In just the first two weeks of the invasion, four-to-five hospitals and clinics were attacked every day. By 31 December of that year, 707 documented assaults had occurred, including damage to 218 hospitals and clinics, 181 assaults on other health facilities (such as pharmacies, blood centres, dental clinics, and research institutions), 65 attacks on ambulances, and 86 attacks on medical personnel that resulted in 62 deaths, according to the report. Severodonetsk City Multiprofile Hospital in Luhansk was hit 10 times between March and May 2022.
“To attack the most vulnerable – babies, children, pregnant women, and those already suffering from illness and disease, and health workers risking their own lives to save lives – is an act of unconscionable cruelty,” United Nations Population Fund Executive Director Dr Natalia Kanem, UNICEF’s Ms Russell, and WHO’s Dr Ghebreyesus said in a joint statement on 13 March 2022.
Up to December 2023, there were over 1,200 documented attacks on health workers, patients, hospitals, clinics, and ambulances, across 19 countries, resulting in nearly 700 deaths, the WHO’s Director-General told reporters on 15 December.
The South Sudan conflict killed 33 UN staff and another 33 were killed in Afghanistan in 2009, as US troops battled the Taliban, according to the Aid Worker Security Database. The database is a US-funded platform that produces reports on significant security incidents affecting aid workers.
From March 2011 through June 2022, Physicians for Human Rights verified more than 600 attacks on 400 health facilities in Syria and the killing of at least 945 medical staff.
While there are laws aimed at protecting doctors and other humanitarian workers in wars, such as those in Gaza and Ukraine, the evidence from experts and humanitarian groups shows that such laws, like those protecting women and children, are frequently flouted or simply ignored.
International Humanitarian Law (IHL) forbids intentional attacks on civilians. The core of modern International Humanitarian Law is set out in the four Geneva Conventions of 1949 and their additional protocols.
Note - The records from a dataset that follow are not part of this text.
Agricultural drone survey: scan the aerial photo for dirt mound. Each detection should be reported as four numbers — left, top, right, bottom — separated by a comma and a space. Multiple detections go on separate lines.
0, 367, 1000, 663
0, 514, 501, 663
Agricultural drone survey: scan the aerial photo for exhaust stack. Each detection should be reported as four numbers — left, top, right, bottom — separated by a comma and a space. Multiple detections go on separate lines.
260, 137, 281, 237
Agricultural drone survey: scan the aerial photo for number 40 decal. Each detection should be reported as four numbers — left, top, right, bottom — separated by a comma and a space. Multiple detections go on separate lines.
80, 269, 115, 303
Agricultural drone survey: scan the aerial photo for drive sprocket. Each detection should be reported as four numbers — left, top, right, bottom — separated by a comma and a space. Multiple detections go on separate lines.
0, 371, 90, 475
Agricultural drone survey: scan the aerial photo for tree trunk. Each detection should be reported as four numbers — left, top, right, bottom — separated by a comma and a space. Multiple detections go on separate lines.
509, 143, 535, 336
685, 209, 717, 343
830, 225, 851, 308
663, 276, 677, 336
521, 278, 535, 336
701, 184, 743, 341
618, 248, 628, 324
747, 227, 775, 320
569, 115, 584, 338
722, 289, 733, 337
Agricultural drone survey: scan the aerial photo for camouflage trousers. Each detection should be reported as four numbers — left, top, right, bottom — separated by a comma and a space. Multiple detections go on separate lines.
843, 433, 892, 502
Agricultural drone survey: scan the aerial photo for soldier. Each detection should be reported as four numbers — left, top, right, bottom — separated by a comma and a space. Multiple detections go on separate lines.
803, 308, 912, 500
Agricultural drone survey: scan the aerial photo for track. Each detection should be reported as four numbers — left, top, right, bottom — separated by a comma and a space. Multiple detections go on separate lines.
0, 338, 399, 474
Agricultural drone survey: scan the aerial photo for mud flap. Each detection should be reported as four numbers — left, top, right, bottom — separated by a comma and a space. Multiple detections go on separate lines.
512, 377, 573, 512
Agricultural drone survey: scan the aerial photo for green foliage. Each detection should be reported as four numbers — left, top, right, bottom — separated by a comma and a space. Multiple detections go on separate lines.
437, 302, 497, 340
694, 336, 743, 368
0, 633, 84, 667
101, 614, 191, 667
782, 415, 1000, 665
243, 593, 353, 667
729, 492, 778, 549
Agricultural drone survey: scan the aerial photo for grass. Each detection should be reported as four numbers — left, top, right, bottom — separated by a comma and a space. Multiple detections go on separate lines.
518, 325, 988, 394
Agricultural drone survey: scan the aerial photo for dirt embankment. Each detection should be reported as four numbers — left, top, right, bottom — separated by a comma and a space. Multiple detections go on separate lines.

Every state in the world has adhered to the Geneva Conventions, according to the Irish Department of Foreign Affairs.
“Although not all states are yet party to the two additional protocols of 1977, many of the rules set out in these instruments enjoy the status of customary international law applicable to all states,” according to the Department.
The IHL stipulates that targeting critical civilian infrastructure, such as hospitals, could constitute a war crime. It also prohibits attacks on military objectives that do not take adequate precautions to avoid harm to civilians. “Respect for IHL saves lives, reduces human suffering, and ensures protection of human dignity,” the Irish Red Cross states on its website.
In this context, an initial ruling by the International Criminal Court on 26 January in a genocide case filed by South Africa against Israel to prevent acts of genocide against Palestinians, was welcomed by humanitarian organisations and many world leaders. The substantive case will take a number of years before a final judgment is reached. The UN Secretary-General said he hoped that Israel would comply with the court order.
“Bringing about an end to this conflict and to the death and destruction in Gaza is a priority that must be pursued on all fronts – political, diplomatic, humanitarian, and legal,” Tánaiste Martin said in welcoming the ruling. “We must ensure that all parties to this conflict are held to account for their actions.”